Es curiosa la tendencia a la recreación de batallas, ganadas y perdidas, recuerdos de cuando vencimos a franceses, a musulmanes o a todo tipo de presuntos enemigos que a lo largo de nuestra historia hemos derrotado. O nos han derrotado, que no en vano somos oficialmente ciudadanos de una comunidad que celebra una derrota.
¿Qué añoramos en las fiestas medievales? Cuando éramos realmente esclavos o vasallos de señores de vidas nada ejemplares.
¿Qué celebramos en tanta batalla repetida, recreada o directamente inventada? Si en las guerras actuales nos declaramos, prácticamente todos, enemigos irreductibles, si adoptamos como frase de cabecera aquel lamento de Julio Anguita al perder un hijo en una de ellas: «Malditas sean las guerras y los canallas que las apoyan» ¿qué extraña seducción nos acerca a ellas en masa cuando las recreamos, es decir, las celebramos y aplaudimos?

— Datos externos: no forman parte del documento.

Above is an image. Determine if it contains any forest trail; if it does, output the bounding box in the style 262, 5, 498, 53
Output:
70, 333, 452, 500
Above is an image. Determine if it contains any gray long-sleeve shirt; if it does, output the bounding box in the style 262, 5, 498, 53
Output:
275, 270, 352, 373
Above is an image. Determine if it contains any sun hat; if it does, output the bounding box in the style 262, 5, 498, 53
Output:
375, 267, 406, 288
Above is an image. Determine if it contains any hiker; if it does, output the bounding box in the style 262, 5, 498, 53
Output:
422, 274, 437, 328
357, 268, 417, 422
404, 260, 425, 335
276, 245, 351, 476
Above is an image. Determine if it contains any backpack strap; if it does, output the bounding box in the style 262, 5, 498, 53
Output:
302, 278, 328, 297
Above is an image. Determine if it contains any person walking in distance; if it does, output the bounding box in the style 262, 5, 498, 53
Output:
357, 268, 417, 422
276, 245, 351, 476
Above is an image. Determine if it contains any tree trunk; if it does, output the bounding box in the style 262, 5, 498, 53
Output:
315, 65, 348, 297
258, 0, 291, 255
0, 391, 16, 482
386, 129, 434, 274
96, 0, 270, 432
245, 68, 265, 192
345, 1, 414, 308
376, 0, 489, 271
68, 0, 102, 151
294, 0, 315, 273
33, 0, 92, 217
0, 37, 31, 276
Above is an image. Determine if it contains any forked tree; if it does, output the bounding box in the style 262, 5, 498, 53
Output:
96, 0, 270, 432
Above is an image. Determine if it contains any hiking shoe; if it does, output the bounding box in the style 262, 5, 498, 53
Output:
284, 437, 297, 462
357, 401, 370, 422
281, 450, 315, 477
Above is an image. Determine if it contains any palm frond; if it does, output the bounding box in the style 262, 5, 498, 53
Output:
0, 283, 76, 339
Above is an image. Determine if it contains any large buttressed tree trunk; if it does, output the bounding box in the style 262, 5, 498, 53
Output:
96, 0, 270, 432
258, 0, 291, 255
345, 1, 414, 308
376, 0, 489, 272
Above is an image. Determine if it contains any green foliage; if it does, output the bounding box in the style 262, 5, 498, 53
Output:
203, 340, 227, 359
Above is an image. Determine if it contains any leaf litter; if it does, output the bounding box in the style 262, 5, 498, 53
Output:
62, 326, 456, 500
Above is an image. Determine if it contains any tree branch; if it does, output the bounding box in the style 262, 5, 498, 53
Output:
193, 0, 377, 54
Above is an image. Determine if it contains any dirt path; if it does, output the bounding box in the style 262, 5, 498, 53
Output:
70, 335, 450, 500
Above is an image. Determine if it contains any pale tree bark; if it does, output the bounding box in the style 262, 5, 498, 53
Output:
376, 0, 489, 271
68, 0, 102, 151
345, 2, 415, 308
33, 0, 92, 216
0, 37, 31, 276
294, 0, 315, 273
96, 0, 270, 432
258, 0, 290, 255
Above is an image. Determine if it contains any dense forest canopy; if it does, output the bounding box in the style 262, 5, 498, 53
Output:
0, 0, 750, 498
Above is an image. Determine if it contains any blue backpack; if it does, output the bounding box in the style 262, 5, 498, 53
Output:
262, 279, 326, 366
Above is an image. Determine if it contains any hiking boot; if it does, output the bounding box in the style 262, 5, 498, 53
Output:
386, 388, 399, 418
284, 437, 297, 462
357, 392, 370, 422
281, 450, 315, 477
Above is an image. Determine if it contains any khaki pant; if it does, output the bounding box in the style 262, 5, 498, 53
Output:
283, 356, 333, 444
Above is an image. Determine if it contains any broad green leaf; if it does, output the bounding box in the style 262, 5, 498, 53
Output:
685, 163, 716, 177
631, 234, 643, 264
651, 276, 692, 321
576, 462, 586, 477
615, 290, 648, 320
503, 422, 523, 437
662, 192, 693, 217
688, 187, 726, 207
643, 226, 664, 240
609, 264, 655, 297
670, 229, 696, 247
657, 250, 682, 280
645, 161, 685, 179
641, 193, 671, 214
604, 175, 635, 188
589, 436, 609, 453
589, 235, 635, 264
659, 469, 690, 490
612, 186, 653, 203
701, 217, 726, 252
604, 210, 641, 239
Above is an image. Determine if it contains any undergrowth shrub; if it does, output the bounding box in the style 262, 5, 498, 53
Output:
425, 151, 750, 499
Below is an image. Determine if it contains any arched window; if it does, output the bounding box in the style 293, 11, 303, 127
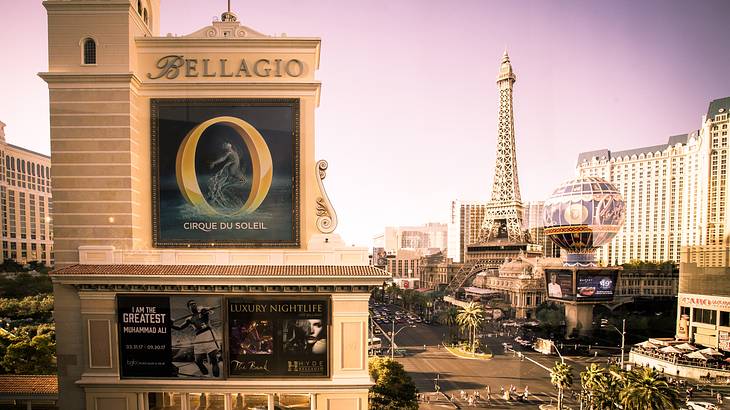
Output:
84, 38, 96, 64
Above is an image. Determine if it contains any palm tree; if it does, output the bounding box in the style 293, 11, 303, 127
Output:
580, 363, 613, 410
619, 367, 680, 410
438, 306, 459, 339
550, 362, 573, 410
456, 302, 485, 353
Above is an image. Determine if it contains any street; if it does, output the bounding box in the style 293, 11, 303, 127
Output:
376, 304, 730, 409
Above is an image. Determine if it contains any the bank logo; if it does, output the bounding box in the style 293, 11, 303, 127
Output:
175, 116, 273, 216
287, 360, 299, 372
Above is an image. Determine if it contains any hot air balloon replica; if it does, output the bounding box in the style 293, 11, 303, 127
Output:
543, 177, 626, 336
543, 177, 626, 266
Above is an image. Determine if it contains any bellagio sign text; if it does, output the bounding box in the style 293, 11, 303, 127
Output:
147, 54, 304, 80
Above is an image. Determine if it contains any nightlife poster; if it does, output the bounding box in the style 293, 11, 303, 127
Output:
228, 298, 329, 377
117, 295, 224, 379
151, 99, 300, 248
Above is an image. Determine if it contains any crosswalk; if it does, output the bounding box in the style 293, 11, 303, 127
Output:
419, 392, 573, 410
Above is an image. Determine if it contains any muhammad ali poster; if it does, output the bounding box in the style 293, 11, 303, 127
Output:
117, 295, 224, 379
228, 298, 329, 377
151, 99, 300, 247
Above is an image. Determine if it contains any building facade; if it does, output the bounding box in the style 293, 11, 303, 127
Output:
577, 98, 730, 264
614, 265, 679, 302
385, 249, 423, 289
40, 0, 390, 410
375, 222, 448, 254
0, 122, 54, 266
676, 245, 730, 352
419, 252, 462, 289
479, 257, 562, 319
524, 201, 560, 258
448, 200, 487, 262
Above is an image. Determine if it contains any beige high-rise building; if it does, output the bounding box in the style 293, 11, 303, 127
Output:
41, 0, 390, 410
577, 98, 730, 264
374, 222, 448, 253
447, 200, 487, 262
0, 122, 53, 266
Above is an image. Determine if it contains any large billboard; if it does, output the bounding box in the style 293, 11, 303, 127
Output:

¿No hay en nuestra riquísima historia pasajes más ejemplares?
¿Forma parte de esa misma pasión con la que cada semana santa esperamos como acto central de la de Málaga el desembarco de los legionarios que con paso marcial llevan al Cristo de Mena mientras a coro cantan ‘Soy el novio de la muerte...’?
¿No seremos mucho más novios de la muerte de lo que habíamos imaginado?